Thankfully, a few months ago, that changed, as our office chose to have lunch and do a little wine shopping at the estate. While you could easily spend a full day there – with a museum, classical music concerts and a hiking trail all on offer, in addition to the tasting room, farm shop and restaurant – we spent a good few hours indulging in the menu provided by Chef Michelle Theron. The rest we’ll need to experience another day.
Pierneef à La Motte is inspired by La Motte’s admiration of local artist, Jacob Hendrik Pierneef, known for his portrayal of the South African landscape. Following in his footsteps, the restaurant aims to showcase local South African cuisine, with Chef Michelle’s modern interpretation. The restaurant itself is light, bright and large, with a wooden deck housing tables in the warmer months, overlooking a small lake.

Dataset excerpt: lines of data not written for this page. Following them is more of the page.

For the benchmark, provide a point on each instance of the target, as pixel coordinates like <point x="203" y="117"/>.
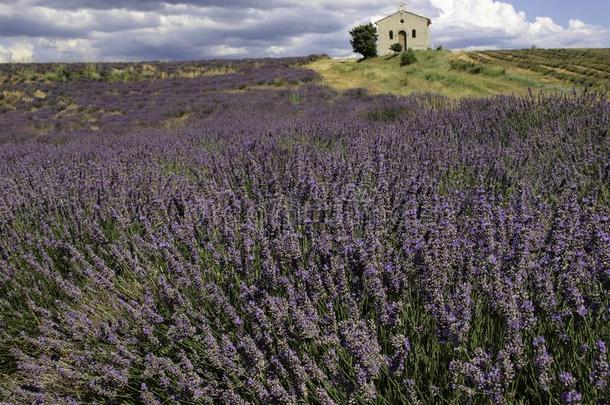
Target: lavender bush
<point x="326" y="248"/>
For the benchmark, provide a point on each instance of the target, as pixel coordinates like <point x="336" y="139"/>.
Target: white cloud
<point x="496" y="24"/>
<point x="20" y="52"/>
<point x="71" y="30"/>
<point x="276" y="50"/>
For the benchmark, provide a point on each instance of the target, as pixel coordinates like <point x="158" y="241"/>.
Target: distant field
<point x="581" y="67"/>
<point x="472" y="74"/>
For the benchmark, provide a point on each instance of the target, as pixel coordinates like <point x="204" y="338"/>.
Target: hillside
<point x="472" y="74"/>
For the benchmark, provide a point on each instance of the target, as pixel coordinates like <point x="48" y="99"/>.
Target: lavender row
<point x="299" y="245"/>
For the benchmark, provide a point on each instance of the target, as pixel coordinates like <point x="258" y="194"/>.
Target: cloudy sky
<point x="108" y="30"/>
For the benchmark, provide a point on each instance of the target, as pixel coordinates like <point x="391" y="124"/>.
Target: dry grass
<point x="431" y="74"/>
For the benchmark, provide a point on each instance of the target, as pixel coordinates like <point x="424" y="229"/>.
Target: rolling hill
<point x="473" y="74"/>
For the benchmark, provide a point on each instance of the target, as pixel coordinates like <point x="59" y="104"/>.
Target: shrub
<point x="408" y="57"/>
<point x="364" y="40"/>
<point x="396" y="48"/>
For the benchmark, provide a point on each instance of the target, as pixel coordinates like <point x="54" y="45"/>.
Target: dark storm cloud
<point x="148" y="5"/>
<point x="51" y="30"/>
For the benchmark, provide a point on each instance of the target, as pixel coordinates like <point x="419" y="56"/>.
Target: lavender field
<point x="252" y="236"/>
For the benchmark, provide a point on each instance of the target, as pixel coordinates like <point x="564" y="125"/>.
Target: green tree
<point x="408" y="57"/>
<point x="364" y="40"/>
<point x="396" y="48"/>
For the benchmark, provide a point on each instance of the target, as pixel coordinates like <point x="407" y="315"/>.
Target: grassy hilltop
<point x="472" y="74"/>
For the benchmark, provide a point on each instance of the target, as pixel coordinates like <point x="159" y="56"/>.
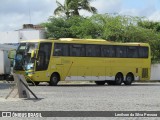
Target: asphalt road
<point x="85" y="97"/>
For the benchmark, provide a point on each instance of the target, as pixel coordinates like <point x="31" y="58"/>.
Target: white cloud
<point x="155" y="16"/>
<point x="15" y="13"/>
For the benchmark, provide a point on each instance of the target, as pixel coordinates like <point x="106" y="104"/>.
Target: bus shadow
<point x="106" y="85"/>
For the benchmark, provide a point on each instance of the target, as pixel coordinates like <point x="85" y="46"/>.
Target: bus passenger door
<point x="42" y="62"/>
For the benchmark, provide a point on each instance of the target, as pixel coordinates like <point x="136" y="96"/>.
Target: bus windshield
<point x="23" y="60"/>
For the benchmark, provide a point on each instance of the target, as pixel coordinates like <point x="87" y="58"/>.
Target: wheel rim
<point x="118" y="80"/>
<point x="54" y="79"/>
<point x="129" y="79"/>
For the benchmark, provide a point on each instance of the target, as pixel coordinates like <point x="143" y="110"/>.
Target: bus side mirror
<point x="11" y="54"/>
<point x="33" y="54"/>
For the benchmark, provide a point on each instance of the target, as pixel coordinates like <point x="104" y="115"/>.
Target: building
<point x="28" y="32"/>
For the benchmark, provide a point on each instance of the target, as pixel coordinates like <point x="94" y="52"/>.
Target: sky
<point x="15" y="13"/>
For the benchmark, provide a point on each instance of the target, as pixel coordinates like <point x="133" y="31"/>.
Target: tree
<point x="115" y="28"/>
<point x="72" y="7"/>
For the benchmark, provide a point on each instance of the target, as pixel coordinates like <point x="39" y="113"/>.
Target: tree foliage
<point x="110" y="27"/>
<point x="72" y="7"/>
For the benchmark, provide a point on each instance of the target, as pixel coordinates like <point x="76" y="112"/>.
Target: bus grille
<point x="144" y="72"/>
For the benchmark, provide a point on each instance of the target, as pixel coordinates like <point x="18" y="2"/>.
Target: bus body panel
<point x="92" y="68"/>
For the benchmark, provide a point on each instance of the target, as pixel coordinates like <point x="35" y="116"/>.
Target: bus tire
<point x="129" y="79"/>
<point x="36" y="83"/>
<point x="111" y="83"/>
<point x="100" y="82"/>
<point x="54" y="79"/>
<point x="118" y="79"/>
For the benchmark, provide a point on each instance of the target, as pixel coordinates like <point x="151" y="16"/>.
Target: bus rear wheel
<point x="129" y="79"/>
<point x="54" y="80"/>
<point x="100" y="82"/>
<point x="36" y="83"/>
<point x="118" y="79"/>
<point x="111" y="83"/>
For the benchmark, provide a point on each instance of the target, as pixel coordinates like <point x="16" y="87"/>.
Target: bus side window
<point x="60" y="49"/>
<point x="121" y="52"/>
<point x="77" y="50"/>
<point x="132" y="52"/>
<point x="57" y="50"/>
<point x="108" y="51"/>
<point x="143" y="52"/>
<point x="93" y="51"/>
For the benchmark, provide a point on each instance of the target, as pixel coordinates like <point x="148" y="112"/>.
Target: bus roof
<point x="87" y="41"/>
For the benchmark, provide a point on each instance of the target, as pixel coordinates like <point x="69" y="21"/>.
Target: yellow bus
<point x="69" y="59"/>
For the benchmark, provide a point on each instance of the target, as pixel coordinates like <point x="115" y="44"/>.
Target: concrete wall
<point x="155" y="72"/>
<point x="24" y="34"/>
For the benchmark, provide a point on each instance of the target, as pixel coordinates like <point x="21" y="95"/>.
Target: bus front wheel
<point x="129" y="79"/>
<point x="54" y="80"/>
<point x="118" y="79"/>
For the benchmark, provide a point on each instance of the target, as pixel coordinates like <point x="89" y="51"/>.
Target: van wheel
<point x="118" y="79"/>
<point x="100" y="82"/>
<point x="129" y="79"/>
<point x="54" y="80"/>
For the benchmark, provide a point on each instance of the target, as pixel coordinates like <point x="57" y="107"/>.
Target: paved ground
<point x="85" y="97"/>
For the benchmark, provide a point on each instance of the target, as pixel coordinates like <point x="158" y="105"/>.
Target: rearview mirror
<point x="11" y="54"/>
<point x="33" y="54"/>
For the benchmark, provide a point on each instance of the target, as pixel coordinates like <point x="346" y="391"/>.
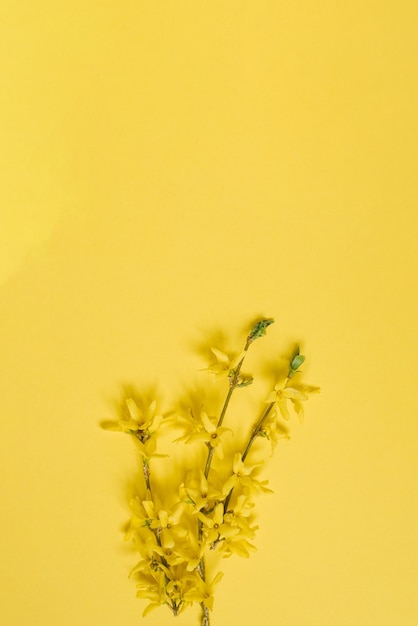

We ordered three courses, from the a la carte menu. As there were ten of us for lunch, I can’t talk you through all the dishes in detail – but can say not one person was disappointed with their meal, and many were more impressed than they anticipated. What I will say is that the descriptions on the menu don’t do the dishes justice. I ordered “butternut tart” to start – as it was the only vegetarian starter. I can’t say that I was overcome with excitement when ordering, but when the dish arrived at the table, I couldn’t wait to tuck in. Wafer-thin butternut, in the style of a dauphinoise, with a crunchy fritter, puree, pickled onion and more – like most of the plates that came to the table, it wasn’t just a dish – it was art.
The disparity between menu-and-plate also came to the fore with my main course, a buckwheat pancake with toasted seed-and-corn salad and fresh pea pesto. Imagining a flat pancake of sorts, I again wasn’t overly enthusiastic about my vegetarian option, but what arrived at the table was a different matter entirely. Complex flavours and such a well-conceptualised dish, I might have had a word with the waitress about doing it more justice on the menu. The table was split between steak, line fish, lamb and the seafood special of the day – all of which went down happily, with little moans of pleasure.
While Pierneef à La Motte falls firmly into the fine dining category, portion sizes were larger than I expected. We managed three courses each, and were comfortably full by the end of them, but could have easily only had two courses each and been satisfied. Worth knowing if you are planning on dining with men, who fear they will still be ravenous by the end of the meal.
While dessert was not disappointing, it was my least favourite dish of the day. I ordered the simply-named chocolate, chocolate, chocolate, and while, what came to the table was indeed elements of chocolate, I did feel it was lacking something – it seemed a little one dimensional when compared to the two phenomenal courses that preceded it.
Naturally, lunch was accompanied by two of our favourite La Motte wines – their Chardonnay and Syrah Viognier proving the most popular. The restaurant also offers a family-style Sunday lunch, and various dinner options that I’d love to return for.
Note: We paid for our meal in full. A review was not requested or expected. All images and views are my own.